Les Valseuses, Coup de tête, Un mauvais fils ou encore Adieu poulet : Patrick Dewaere a incontestablement marqué le cinéma français des années 1970 et du début des années 1980. On se souvient pourtant davantage de lui pour ses fresques et sa fin tragique que pour une carrière de comédien qui fut aussi riche que brève. Une bande dessinée parue aux éditions Glénat relate des pans entiers de sa vie et de son œuvre.
« J’ai toujours été comme ça. Imprévisible, et insaisissable qu’ils disaient… Au point de me flinguer à 35 ans, un beau jour d’été, alors que j’avais rendez-vous deux heures plus tard dans une salle de boxe pour m’entraîner, et que le matin j’étais encore au boulot… » Les premières pages de Patrick Dewaere s’ouvrent sur le suicide de l’un des acteurs les plus emblématiques du cinéma français des années 1970. Et cette citation, édifiante, résume pour partie l’existence qu’il menait alors. Sa mort à 35 ans fait écho à celle de son père, un chef d’orchestre qui ne l’a jamais reconnu, et disparu au même âge que lui.

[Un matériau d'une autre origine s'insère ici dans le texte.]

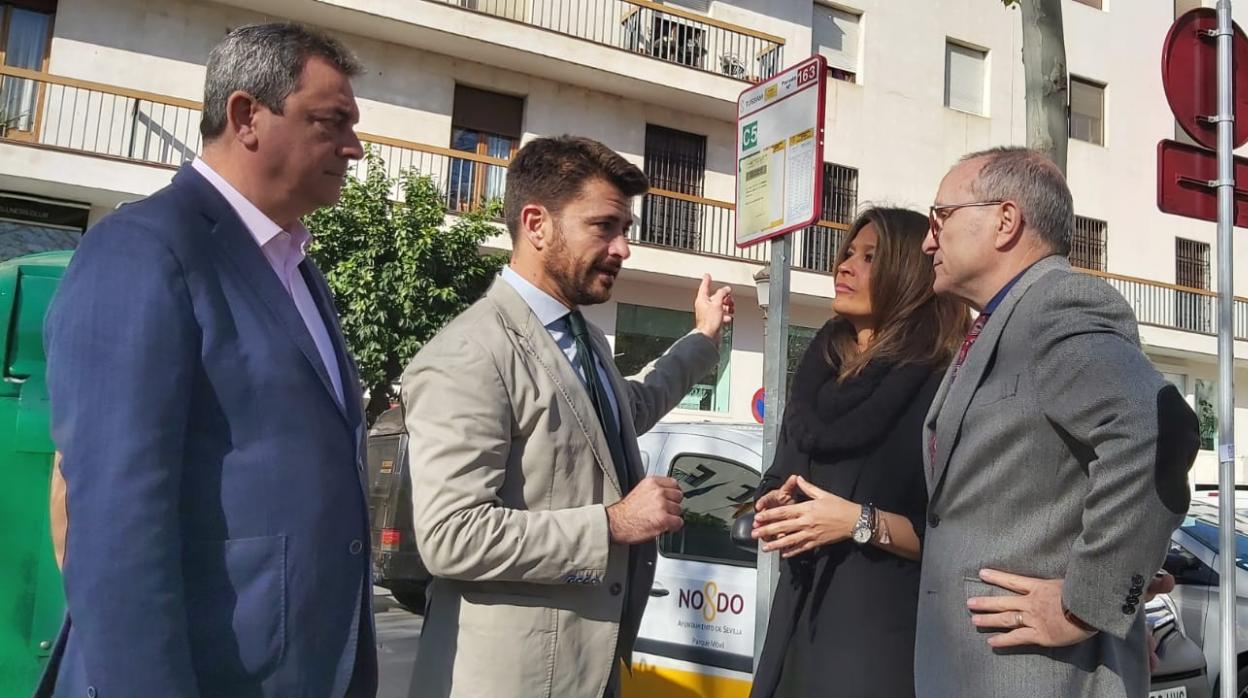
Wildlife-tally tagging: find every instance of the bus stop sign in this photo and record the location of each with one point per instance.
(780, 152)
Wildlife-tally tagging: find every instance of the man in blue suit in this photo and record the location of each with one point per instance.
(209, 413)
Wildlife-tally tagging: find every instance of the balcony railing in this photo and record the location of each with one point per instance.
(82, 116)
(130, 125)
(1176, 307)
(662, 31)
(706, 226)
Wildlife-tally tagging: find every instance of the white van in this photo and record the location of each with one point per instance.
(697, 637)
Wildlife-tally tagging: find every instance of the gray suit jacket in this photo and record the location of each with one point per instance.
(1060, 453)
(511, 477)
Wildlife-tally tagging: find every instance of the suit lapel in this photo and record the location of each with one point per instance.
(547, 353)
(930, 427)
(628, 430)
(352, 405)
(955, 396)
(240, 247)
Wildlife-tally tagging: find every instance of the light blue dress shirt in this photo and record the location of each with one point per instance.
(553, 316)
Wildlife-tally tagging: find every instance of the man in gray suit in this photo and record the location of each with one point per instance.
(529, 500)
(1056, 455)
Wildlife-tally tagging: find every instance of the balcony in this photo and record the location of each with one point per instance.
(69, 117)
(1176, 307)
(633, 49)
(662, 31)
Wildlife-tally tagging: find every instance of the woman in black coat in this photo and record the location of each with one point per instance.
(845, 498)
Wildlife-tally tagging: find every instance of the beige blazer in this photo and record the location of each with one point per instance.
(511, 477)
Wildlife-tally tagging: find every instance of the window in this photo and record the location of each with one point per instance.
(1207, 412)
(31, 224)
(1177, 380)
(1192, 311)
(716, 492)
(820, 242)
(836, 38)
(674, 161)
(664, 36)
(1087, 245)
(799, 341)
(1087, 111)
(25, 40)
(964, 78)
(484, 124)
(643, 334)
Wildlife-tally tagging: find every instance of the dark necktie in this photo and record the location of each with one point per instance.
(598, 395)
(976, 327)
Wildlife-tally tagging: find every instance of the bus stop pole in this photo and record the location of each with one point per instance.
(1226, 185)
(775, 367)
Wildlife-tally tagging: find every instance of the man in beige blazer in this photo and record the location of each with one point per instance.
(529, 500)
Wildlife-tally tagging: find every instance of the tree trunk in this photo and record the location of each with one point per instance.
(1043, 60)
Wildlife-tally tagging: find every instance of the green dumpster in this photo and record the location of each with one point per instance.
(31, 599)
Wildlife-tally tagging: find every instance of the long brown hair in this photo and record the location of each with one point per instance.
(912, 325)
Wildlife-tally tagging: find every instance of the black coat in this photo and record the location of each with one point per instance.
(843, 618)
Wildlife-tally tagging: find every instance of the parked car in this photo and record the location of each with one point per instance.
(1209, 493)
(698, 631)
(1193, 561)
(396, 562)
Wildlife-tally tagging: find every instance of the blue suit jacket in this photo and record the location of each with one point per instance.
(219, 526)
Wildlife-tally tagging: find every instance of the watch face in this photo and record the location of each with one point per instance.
(861, 533)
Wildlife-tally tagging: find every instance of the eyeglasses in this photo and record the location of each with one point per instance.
(937, 215)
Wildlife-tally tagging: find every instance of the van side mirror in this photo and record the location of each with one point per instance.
(741, 528)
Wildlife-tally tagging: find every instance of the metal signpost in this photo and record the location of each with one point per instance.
(779, 186)
(1201, 184)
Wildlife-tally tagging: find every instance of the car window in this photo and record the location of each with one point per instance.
(716, 492)
(1202, 525)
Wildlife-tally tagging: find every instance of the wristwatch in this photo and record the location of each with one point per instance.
(865, 527)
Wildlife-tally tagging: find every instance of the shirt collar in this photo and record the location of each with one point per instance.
(1001, 295)
(261, 226)
(543, 305)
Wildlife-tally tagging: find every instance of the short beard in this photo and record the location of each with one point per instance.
(559, 267)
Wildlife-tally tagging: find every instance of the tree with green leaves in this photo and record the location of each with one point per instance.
(1043, 60)
(397, 271)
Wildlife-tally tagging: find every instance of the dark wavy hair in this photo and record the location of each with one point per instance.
(912, 325)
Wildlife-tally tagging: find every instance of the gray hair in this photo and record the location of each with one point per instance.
(265, 60)
(1030, 179)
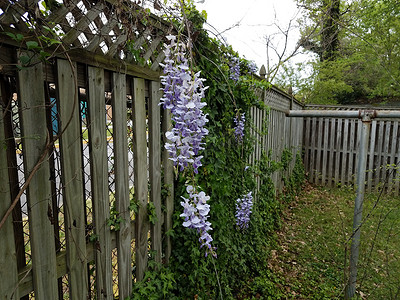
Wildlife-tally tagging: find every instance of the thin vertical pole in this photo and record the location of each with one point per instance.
(361, 169)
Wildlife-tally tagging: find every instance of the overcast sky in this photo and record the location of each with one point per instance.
(250, 21)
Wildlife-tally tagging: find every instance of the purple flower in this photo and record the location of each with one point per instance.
(234, 68)
(195, 212)
(183, 94)
(244, 207)
(252, 67)
(239, 127)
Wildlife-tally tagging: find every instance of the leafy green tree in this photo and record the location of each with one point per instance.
(357, 44)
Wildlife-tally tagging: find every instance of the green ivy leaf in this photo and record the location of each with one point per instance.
(24, 60)
(32, 45)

La boxe, c’était son exutoire, une manière de se libérer de ses souffrances intérieures, qu’il jugeait bien plus judicieuse qu’une quelconque séance de psychothérapie. Son boulot, c’était le cinéma, où il pouvait laisser libre cours à ses qualités artistiques et à sa sensibilité, mais aussi jouer à l’écran le trublion qu’il était dans la vraie vie, à l’instar de son rôle dans Les Valseuses.

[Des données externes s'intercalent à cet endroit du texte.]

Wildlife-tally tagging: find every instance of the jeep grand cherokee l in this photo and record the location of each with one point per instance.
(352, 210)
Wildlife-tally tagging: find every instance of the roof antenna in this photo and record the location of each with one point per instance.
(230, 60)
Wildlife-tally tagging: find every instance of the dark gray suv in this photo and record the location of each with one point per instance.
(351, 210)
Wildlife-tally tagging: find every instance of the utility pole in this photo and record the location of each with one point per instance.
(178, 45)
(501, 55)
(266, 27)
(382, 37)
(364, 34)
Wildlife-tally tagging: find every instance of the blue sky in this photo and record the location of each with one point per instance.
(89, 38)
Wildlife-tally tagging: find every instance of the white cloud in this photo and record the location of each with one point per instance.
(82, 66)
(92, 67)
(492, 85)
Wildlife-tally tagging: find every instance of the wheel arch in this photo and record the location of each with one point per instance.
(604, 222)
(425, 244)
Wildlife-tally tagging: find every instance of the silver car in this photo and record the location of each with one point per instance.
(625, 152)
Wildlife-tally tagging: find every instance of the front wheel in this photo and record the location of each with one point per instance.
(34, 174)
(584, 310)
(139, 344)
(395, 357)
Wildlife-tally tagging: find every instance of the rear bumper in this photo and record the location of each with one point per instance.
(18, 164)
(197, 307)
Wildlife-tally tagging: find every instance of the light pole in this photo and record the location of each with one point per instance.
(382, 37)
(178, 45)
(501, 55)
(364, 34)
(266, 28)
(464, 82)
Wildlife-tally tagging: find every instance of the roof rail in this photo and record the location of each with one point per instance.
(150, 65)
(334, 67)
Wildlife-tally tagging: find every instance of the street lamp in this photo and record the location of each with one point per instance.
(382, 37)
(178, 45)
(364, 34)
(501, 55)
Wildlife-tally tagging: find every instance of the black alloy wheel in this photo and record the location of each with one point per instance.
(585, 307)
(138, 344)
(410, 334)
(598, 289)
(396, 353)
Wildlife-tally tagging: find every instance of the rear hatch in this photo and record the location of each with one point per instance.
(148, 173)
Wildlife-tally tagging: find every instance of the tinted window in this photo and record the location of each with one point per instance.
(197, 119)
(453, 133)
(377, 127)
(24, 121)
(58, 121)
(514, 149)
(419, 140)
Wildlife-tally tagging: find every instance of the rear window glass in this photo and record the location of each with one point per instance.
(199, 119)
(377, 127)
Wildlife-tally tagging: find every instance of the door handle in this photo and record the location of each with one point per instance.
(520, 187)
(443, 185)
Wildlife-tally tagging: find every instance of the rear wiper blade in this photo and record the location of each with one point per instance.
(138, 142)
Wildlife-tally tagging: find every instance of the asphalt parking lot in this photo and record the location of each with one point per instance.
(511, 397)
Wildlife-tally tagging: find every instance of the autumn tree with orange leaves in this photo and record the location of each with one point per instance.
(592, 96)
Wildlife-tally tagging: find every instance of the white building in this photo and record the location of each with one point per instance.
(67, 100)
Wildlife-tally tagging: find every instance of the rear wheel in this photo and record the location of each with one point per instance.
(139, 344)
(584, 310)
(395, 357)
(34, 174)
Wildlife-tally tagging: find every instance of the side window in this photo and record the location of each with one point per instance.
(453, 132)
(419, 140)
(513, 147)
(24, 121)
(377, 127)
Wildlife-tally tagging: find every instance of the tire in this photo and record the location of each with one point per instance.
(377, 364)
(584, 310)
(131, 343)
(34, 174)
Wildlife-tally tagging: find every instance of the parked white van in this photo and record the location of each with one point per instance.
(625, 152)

La bande dessinée de Laurent-Frédéric Bollée et Maran Hrachyan revient abondamment sur la relation spéciale qui unissait Patrick Dewaere et Gérard Depardieu. Leurs rôles communs, leur amitié, leur rivalité cinématographique et, disons-le, le complexe d’infériorité du premier vis-à-vis du second irriguent de larges pans du récit. « Je suis le désespéré de service ! Quand on fait un film de paumé ou de loser et que le gros est pas disponible, on fait appel à moi ! Toujours pareil ! » Le « gros » auquel fait référence Patrick Dewaere (en qualité de narrateur), c’est évidemment son copain Gégé. Leur relation est ambivalente et la conclusion de l’album, belle, très poétique, en traduit toutes les nuances. Avec Coluche, les liens sont également forts, et probablement moins antagoniques. Le célèbre humoriste fait partie du groupe du Café de la Gare, comme Miou-Miou. Il a parfois une attitude de caporal qui irrite ses acolytes, mais cela n’empêche pas Patrick Dewaere de le tenir en haute estime. C’est Coluche qui lui a offert l’arme dont il s’est servi pour se suicider. C’est aussi chez lui, en Guadeloupe, que la femme et la fille de Dewaere séjournaient au moment où il mit fin à ses jours.
Page après page, l’album s’appréhende comme une balade elliptique à travers la vie de Patrick Dewaere et ses rôles au cinéma. On croise, sous les traits affûtés du dessinateur Maran Hrachyan, Bertrand Blier, Serge Gainsbourg, Lino Ventura, Alain Corneau ou encore Claude Miller. On découvre les états d’âme de Patrick Dewaere à travers plusieurs citations. « Y a des hauts et des bas. Je fais le mariole et puis après j’ai envie de chialer comme un môme… » Ou, sur ses jeunes années turbulentes : « J’étais un enfant assez rebelle, un peu à problèmes, quoi… Je me mettais souvent en colère. » Le portrait se construit par bribe, et il est vertigineux. Patrick Dewaere a été abusé sexuellement. Il a eu une vie de famille tumultueuse. Il déteste la police, se passionne pour la musique (au point de composer des BO), travaille ses rôles avec une rigueur insoupçonnée, vomit les faux-semblants, aime passionnément les femmes tout en étant séduit par certains hommes. Surtout, il semble mal dans sa peau, enclin à l’affliction, aussi talentueux que borderline. Et puis, et ça représente bien le comédien, qui a longtemps été ostracisé dans le cinéma français, il y a cette fameuse malédiction des nominations aux grandes cérémonies du cinéma, jamais traduites par des prix – tout particulièrement aux César. C’est un peu ça Patrick Dewaere : une ivresse, une douleur ; un talent, une faille ; un succès, un échec.